At this point you may be thinking that scores aren’t terribly useful and should be avoided, but this isn’t totally the case. As with most things, the value comes from digging in to get to a deeper level of understanding of what you’re trying to accomplish. When you do, you can start to understand that scores are still incredibly useful when presented with the proper context.

Here are some ways to use scores properly:

When it’s not just a single score

Whether it’s providing a second score that represents adherence to a plan in addition to a score for current state, or a list of sub-scores that clearly show how the overall score was calculated with more tangible granularity, overall scores work best when it has the proper context and support. This is also enhanced by written descriptions for what the score means and how it got calculated, even if this information is obfuscated at first.

When it's a point-in-time score

If someone enters a bunch of their health information into a system and it gives them a general score based on what the system knows in that moment, the result is often exactly what users expect. Users may still even run this assessment periodically to see how they’ve made progress which can seem incredibly similar to just constantly showing the value, but the perception of what that number represents is usually different.

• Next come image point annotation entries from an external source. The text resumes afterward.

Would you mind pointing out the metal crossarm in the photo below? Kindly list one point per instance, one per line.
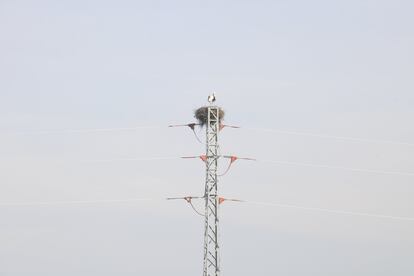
(211, 227)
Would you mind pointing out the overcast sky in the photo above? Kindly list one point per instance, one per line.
(330, 68)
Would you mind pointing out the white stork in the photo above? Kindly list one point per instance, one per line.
(212, 98)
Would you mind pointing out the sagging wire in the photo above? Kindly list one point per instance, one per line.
(324, 136)
(192, 127)
(71, 202)
(232, 160)
(231, 157)
(340, 212)
(189, 199)
(80, 130)
(221, 200)
(337, 167)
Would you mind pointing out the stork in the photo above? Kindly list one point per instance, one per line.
(212, 98)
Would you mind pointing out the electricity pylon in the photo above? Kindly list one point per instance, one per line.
(211, 227)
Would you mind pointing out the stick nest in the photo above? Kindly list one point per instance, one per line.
(201, 115)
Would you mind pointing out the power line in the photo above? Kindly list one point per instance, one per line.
(272, 204)
(324, 136)
(79, 130)
(128, 159)
(337, 167)
(329, 210)
(280, 162)
(71, 202)
(271, 130)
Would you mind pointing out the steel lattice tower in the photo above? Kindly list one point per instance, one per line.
(211, 227)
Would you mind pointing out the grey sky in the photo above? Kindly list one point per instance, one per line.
(339, 68)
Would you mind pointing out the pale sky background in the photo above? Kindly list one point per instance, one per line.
(338, 68)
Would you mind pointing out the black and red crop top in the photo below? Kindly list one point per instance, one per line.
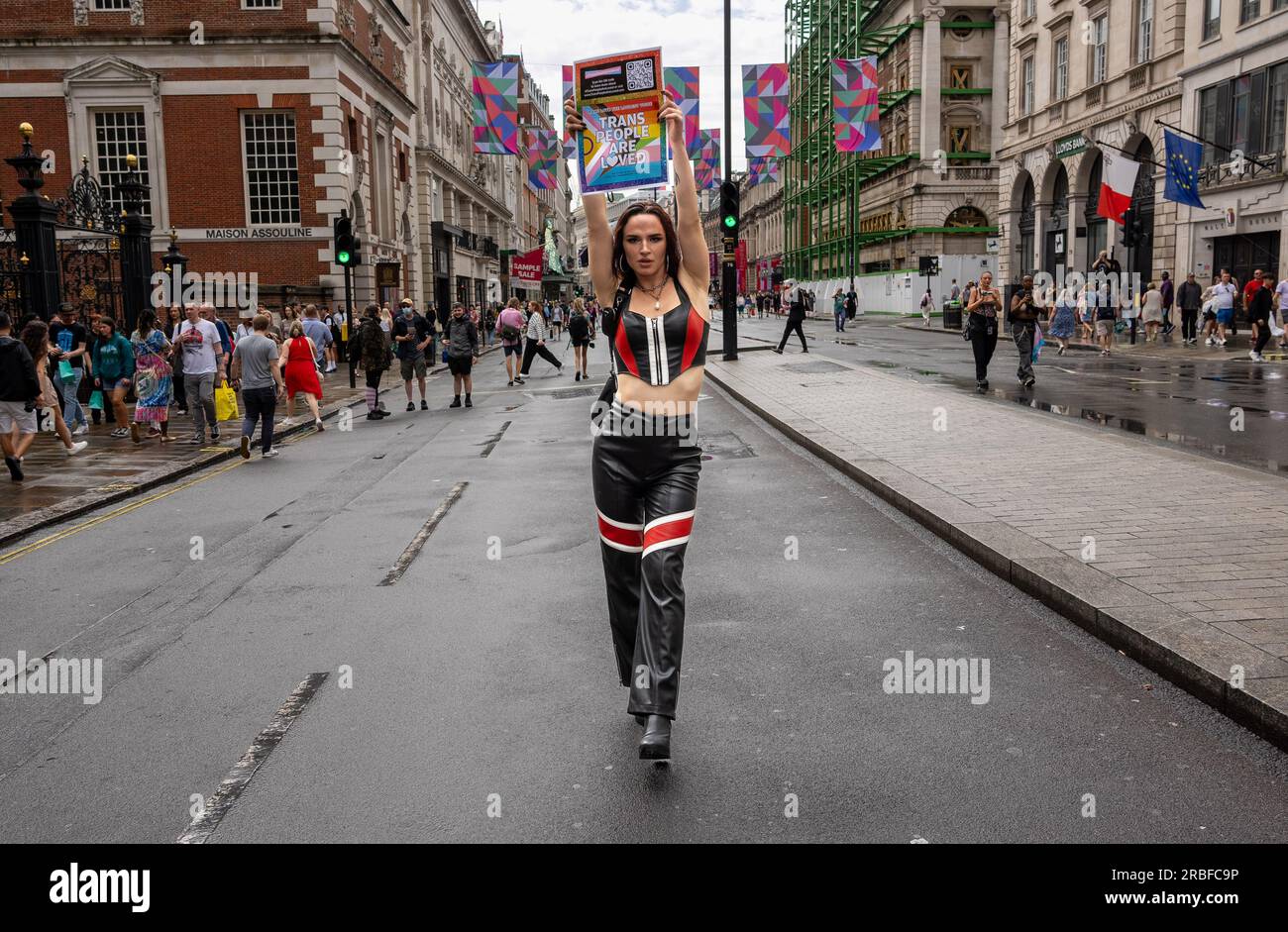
(658, 349)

When it still achieves the desired affect

The point of an overall score is usually to motivate positive behavior change. If your users are motivated by whatever score you show them to complete the desired actions or make the necessary behavior changes, then that’s the most important thing.

When it's required for the business

For enterprises and agencies especially, sometimes you are beholden to just building what the customer says. The good news is, its unlikely that an overall score is actually going to cause a negative impact to end user behavior or action. If your customer is adamant that they need an overall score, take heed of the above recommendations and find ways to make the most of it.

Overall scores purport to take incredibly complex systems and data and reduce them into a single data point. If this sounds too good to be true, it’s often because it is. By digging in a little deeper to understand the true actions and behaviors your user is trying to achieve, you can come up with a set of scores that will work really well.